Multiple industrial communication protocols (Fieldbus and variants of industrial ethernet) are used throughout factories worldwide. However, it’s likely that you, like many other device manufacturers, only have expertise in one (or a small subset) of these. This means you face a steep learning curve if a new customer opportunity requires your devices to work on a different Fieldbus network. In addition, protocols specify rules about data rates, packet sizes and error handling. So, if you start from scratch, you will need to get up to speed quickly on the often complex technical details while simultaneously figuring out your implementation strategy.


There’s a good chance your device uses a hardware module for your existing Fieldbus protocol, as this is the ‘tried-and-trusted’ approach many companies use for industrial communications. These proprietary application-specific integrated circuits (ASIC) implement the selected protocol at the physical and data link layers. While they offer a convenient solution, several shortcomings are associated with their use. For example, some suppliers insist on an additional royalty payment for every ASIC you install in a device, impacting your profit margins. In addition, if a prospective customer wants to use one of your devices on a different Fieldbus network, you must identify a new ASIC to implement it and undertake a costly, time-consuming and potentially risky redesign of your system board.
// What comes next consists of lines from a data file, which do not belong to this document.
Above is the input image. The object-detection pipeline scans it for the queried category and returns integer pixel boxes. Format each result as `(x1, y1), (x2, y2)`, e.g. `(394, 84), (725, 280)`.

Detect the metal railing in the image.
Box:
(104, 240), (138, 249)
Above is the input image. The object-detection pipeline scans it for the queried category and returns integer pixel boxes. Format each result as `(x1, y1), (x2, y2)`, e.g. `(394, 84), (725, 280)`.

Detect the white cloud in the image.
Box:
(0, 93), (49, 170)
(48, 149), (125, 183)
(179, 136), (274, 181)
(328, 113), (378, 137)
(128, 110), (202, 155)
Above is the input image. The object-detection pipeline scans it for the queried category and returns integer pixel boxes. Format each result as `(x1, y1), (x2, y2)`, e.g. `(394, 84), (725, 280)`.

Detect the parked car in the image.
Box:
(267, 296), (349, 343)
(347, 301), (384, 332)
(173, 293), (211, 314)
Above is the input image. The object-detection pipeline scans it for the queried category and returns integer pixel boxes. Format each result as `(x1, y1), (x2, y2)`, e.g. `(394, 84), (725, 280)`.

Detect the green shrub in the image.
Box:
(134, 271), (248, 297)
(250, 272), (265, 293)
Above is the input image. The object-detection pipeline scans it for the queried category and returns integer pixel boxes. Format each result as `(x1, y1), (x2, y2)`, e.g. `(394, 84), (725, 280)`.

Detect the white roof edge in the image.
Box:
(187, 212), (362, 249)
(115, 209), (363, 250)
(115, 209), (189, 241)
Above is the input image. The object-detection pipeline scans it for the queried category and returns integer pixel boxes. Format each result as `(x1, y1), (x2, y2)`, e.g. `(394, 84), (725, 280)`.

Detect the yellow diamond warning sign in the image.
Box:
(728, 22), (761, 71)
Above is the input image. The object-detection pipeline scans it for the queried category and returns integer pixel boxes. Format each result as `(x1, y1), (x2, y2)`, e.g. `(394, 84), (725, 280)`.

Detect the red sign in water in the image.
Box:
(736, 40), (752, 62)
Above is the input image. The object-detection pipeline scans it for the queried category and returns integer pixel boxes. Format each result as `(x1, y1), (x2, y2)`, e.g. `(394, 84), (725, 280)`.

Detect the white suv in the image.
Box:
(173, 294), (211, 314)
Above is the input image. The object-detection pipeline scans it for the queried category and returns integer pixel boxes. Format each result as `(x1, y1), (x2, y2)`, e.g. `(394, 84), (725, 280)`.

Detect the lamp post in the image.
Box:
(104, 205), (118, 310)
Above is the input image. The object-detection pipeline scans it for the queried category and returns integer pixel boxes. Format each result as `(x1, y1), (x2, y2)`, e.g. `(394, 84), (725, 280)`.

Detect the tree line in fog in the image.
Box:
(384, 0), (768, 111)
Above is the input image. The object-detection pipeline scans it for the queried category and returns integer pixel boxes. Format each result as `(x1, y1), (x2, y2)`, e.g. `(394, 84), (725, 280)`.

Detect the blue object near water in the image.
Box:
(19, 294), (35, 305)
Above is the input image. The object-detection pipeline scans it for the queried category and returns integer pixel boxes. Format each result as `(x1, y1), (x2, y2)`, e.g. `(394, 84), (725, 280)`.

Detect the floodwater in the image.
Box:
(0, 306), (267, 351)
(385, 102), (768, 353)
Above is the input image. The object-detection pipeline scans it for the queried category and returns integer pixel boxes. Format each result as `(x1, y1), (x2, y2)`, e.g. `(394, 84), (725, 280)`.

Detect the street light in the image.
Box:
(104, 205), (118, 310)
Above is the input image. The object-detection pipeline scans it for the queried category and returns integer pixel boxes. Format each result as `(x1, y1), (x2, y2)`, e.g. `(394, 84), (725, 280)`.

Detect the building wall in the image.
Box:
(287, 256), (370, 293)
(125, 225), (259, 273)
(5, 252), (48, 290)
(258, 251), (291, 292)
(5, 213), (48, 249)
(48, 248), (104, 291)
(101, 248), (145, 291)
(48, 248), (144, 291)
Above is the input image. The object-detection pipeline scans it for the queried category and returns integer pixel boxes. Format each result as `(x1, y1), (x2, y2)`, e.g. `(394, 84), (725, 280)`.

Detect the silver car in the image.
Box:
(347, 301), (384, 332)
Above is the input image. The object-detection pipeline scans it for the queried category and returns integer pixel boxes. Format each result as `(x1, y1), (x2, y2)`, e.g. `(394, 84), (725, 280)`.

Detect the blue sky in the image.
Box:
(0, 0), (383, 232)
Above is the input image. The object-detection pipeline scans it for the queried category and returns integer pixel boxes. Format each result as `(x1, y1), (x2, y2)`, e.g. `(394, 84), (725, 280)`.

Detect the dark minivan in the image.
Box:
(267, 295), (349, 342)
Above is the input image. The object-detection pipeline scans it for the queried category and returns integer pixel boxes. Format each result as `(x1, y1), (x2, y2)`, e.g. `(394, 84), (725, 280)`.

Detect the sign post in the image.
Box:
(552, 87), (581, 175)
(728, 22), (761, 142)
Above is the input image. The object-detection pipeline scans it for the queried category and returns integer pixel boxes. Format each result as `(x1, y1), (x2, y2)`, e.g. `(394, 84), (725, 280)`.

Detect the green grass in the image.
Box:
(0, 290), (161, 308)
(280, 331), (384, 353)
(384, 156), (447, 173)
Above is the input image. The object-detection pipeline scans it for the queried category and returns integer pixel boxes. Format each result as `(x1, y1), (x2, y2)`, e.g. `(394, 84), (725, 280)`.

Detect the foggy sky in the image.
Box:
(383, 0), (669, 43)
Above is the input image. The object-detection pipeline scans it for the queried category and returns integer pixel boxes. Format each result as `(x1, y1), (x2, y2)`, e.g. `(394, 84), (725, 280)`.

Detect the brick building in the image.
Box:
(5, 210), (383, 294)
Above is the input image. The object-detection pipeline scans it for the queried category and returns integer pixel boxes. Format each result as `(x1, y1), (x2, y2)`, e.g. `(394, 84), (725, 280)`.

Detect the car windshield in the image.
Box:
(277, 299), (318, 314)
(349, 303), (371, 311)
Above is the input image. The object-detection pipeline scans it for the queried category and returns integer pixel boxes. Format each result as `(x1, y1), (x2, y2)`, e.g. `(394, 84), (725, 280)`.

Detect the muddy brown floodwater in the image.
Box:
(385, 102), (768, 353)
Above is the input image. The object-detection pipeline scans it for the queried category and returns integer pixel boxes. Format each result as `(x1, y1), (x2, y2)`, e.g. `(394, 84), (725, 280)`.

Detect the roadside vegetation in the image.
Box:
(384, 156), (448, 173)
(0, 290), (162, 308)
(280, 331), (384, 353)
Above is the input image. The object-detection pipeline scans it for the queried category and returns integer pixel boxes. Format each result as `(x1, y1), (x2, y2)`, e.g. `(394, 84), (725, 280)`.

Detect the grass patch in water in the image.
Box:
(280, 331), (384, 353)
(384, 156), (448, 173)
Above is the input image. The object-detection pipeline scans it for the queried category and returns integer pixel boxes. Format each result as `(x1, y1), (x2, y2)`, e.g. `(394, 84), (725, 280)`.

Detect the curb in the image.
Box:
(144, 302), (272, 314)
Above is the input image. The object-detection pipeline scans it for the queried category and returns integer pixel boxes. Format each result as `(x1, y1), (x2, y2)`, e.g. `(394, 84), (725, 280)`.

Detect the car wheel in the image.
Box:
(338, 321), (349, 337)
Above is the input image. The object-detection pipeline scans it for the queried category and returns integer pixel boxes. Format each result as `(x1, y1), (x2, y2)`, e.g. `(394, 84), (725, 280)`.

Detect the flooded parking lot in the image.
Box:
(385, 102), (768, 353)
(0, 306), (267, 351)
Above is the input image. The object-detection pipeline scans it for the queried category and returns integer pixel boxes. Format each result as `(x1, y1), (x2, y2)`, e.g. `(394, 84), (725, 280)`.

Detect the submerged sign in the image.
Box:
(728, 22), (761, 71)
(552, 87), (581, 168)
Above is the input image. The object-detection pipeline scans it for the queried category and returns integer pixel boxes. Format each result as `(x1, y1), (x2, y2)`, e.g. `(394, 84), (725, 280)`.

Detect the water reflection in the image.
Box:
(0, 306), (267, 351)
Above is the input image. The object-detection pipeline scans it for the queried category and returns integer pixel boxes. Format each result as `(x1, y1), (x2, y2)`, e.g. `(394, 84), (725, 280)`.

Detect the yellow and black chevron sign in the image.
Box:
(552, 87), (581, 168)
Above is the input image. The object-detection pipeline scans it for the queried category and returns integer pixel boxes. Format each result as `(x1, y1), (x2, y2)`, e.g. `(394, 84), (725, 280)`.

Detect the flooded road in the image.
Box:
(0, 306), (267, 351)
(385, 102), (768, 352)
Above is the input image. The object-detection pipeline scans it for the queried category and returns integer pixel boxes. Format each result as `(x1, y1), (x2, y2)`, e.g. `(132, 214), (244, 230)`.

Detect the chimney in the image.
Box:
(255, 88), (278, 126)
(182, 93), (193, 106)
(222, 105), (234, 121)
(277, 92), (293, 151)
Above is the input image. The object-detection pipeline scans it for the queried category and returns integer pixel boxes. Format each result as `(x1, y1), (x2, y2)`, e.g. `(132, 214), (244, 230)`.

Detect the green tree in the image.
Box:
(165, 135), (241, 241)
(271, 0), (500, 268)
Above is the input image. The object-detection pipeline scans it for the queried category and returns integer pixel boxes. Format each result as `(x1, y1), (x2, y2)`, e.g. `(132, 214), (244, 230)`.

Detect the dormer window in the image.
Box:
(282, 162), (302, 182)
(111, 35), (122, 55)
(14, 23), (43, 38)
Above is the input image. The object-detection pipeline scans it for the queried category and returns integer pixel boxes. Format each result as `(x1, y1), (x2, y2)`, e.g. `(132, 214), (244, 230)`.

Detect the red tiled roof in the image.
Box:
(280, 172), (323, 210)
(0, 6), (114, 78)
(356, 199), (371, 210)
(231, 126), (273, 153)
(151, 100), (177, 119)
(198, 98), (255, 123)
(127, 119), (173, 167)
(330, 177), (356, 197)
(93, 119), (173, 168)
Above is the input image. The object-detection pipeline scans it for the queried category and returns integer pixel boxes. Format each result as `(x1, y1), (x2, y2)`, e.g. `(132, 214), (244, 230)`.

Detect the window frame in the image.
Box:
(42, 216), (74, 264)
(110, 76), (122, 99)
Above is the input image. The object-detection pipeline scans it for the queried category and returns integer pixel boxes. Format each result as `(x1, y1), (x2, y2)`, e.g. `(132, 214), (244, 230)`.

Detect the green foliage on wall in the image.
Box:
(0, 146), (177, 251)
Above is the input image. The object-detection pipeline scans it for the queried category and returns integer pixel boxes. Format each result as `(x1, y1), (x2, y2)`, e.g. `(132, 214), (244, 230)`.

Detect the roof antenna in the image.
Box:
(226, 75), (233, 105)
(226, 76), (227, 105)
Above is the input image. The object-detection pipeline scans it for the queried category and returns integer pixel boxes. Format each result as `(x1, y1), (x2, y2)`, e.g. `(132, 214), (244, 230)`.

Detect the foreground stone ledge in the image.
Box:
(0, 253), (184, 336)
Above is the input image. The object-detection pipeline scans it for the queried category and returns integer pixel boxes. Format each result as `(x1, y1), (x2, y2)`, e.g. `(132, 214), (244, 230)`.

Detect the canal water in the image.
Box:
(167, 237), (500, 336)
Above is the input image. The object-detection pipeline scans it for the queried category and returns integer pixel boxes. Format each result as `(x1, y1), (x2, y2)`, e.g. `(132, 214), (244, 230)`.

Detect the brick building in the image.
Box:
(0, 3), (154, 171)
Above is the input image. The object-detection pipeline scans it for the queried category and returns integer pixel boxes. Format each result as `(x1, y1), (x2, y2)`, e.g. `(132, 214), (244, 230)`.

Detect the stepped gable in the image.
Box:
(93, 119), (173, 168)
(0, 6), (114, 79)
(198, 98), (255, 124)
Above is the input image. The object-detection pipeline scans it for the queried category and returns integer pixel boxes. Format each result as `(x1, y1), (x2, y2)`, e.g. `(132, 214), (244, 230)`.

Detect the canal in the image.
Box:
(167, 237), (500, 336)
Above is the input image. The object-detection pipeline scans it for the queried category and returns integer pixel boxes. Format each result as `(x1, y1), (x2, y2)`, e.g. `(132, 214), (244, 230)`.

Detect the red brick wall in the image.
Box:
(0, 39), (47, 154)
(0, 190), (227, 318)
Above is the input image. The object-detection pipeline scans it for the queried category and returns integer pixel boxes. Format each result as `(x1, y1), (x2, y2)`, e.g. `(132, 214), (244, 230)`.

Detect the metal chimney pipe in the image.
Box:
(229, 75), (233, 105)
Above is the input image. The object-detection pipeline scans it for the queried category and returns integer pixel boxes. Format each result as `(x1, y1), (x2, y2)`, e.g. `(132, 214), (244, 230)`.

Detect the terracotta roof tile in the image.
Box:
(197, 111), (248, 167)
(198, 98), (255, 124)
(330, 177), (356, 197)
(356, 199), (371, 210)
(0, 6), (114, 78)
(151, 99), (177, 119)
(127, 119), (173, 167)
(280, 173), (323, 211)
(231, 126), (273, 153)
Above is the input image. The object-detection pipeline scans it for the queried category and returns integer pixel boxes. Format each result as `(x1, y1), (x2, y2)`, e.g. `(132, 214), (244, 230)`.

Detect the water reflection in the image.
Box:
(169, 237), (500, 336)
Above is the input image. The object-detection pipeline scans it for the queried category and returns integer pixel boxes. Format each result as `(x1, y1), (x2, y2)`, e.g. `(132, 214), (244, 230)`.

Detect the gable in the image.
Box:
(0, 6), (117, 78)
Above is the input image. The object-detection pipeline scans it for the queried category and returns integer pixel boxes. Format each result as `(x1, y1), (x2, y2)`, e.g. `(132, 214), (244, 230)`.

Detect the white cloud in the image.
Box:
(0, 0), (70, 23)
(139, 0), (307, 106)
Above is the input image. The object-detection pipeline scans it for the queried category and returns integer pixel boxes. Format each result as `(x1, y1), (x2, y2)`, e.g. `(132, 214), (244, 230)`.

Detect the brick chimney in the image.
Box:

If your new network is a version of industrial ethernet (e.g. Profinet), it’s tempting to think you only need an Ethernet PHY transceiver and a software stack. However, installing and debugging a stack by yourself is not always straightforward. It will likely require modification for the intended application, and you will also need to upload a device description file for the new protocol into your system microcontroller. This file contains information about the device’s identity, parameters, process data, diagnosis data, communication properties and the design of the user interface engineering tools.


To ensure interoperability and conformity of automation equipment from different field device manufacturers, certification by an accredited test laboratory is mandatory for some industrial devices using Fieldbus communications protocols. During the certification process, devices are tested to determine if they comply with the applicable standards and to ensure they function seamlessly within an automation system. The effort required to achieve certification varies depending on the technology used. If you are redesigning your devices to operate a different Fieldbus protocol, you may need to factor this into your planning. Pre-certification is recommended because it can significantly reduce the potential for problems during certification testing, but this may require costly laboratory equipment.


Many hardware modules are proprietary and can typically only be sourced from one supplier. This makes price negotiations difficult and means your supply chain is vulnerable to unexpected interruption if they cannot honour your orders. In that case, it is unlikely that you will quickly locate a different supplier to provide you with a pin-compatible alternative to your current ASIC, leaving you with no alternative other than to cease production until supply resumes.


Module 01 is an open hardware design pre-loaded with U-Phy, pre-certified firmware developed by RT-Labs to simplify supporting multiple fieldbus and other network protocols in various industrial devices (sensors and actuators). It is a flexible and royalty-free communications IC which can be easily integrated into industrial devices and has been designed to run RT-Lab’s U-Phy multi-protocol firmware. It enables industrial devices to join Profinet and EtherCAT networks, with the added advantage that the embedded Profinet stack has been pre certified. Furthermore, RT-Labs intends to add to the number of supported protocols, which will be available post-purchase for no additional cost. Switching between protocols requires minimal effort, but RT-Labs provide comprehensive technical support to manufacturers integrating Module01 into their designs. It has been designed with a compact footprint and connector placements, making it easy to embed even into products with small enclosures. RT-Labs provide schematics and footprints for free, making integrating Module 01 into existing designs straightforward.